Após muitos quarteirões, dá-se conta de que passa por lugar conhecido. — Opa! Mas estou na rua onde mora o compadre Leôncio. — Lembra-se do velho amigo, que fora seu empregado e tinha se estabelecido com uma pequena alfaiataria naquela rua. — Vou ver como é que ele está passando.
Desce do bonde nas proximidades da casa de Leôncio. É quase o fim da linha, as casas estão intercaladas por terrenos baldios, entulhados de lixo, o mato alto avançando pelas calçadas e chegando até à rua.
Encontra o compadre debruçado sobre a máquina de costura, que pedala com a rapidez adquirida após muitos anos de experiência. É recebido com alegria. Continuam amigos, mas mesmo assim, Giardini reluta em contar a Leandro o furto na sua alfaiataria.

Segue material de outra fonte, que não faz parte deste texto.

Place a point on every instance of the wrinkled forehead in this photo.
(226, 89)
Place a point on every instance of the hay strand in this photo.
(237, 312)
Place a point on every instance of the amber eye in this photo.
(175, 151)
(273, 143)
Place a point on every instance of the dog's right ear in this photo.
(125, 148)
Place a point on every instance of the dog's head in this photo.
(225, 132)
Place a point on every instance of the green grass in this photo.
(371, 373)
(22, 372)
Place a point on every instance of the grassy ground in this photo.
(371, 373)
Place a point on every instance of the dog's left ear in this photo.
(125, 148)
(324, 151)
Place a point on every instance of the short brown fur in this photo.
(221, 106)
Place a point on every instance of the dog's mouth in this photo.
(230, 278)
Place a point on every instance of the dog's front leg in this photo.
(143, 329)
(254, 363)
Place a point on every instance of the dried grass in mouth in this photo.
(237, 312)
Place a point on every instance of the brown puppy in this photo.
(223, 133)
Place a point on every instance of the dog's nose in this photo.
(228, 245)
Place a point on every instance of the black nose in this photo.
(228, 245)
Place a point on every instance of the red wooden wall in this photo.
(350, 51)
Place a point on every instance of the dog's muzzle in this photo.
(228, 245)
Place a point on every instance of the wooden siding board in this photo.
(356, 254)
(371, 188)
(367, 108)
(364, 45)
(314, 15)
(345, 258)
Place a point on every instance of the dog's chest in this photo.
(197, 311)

— Compadre, está na hora do almoço. Vamos lá pra dentro, que onde comem três, comem quatro. — Leandro não espera a resposta de Giardini e já vai fechando a única porta de seu estabelecimento.
Giardini aceita o convite. Dona Laura sente-se satisfeita em receber o compadre, que há tantos anos não via. Claudionor, filho do casal, chega da rua. Cumprimenta com respeito o padrinho e todos se sentam à mesa. A conversa continua enquanto comem, e finalmente Randolfo conta para o casal o seu aborrecimento.
— O pior, compadre, é que estou sem jeito de falar com os clientes. São ótimas pessoas, mas tenho certeza de que minha freguesia vai ficar sabendo e desaparecer.
Leandro pede detalhes dos cortes. Depois, chama Claudionor de lado e lhe dá alguma instrução. Quando o rapaz sai, Leandro lhe explica.
— Claudionor me disse hoje cedinho que tinha visto uns retalhos, panos, sei lá o quê, abandonados num terreno aqui perto. Quando ele me disse, falei com ele: Deixa isso pra lá, pode ser mandinga, coisa feita. Me promete que não volta lá. Mas agora que o compadre me contou essa história, mandei o garoto de volta no terreno, quem sabe tem alguma coisa a ver com seus cortes de casimira.
Apenas tinha terminado de falar, o esperto moleque chega, trazendo uma braçada de tecido de diversas cores. Giardini dá um salto da cadeira. Reconhece imediatamente os cortes de casimira furtados de sua alfaiataria.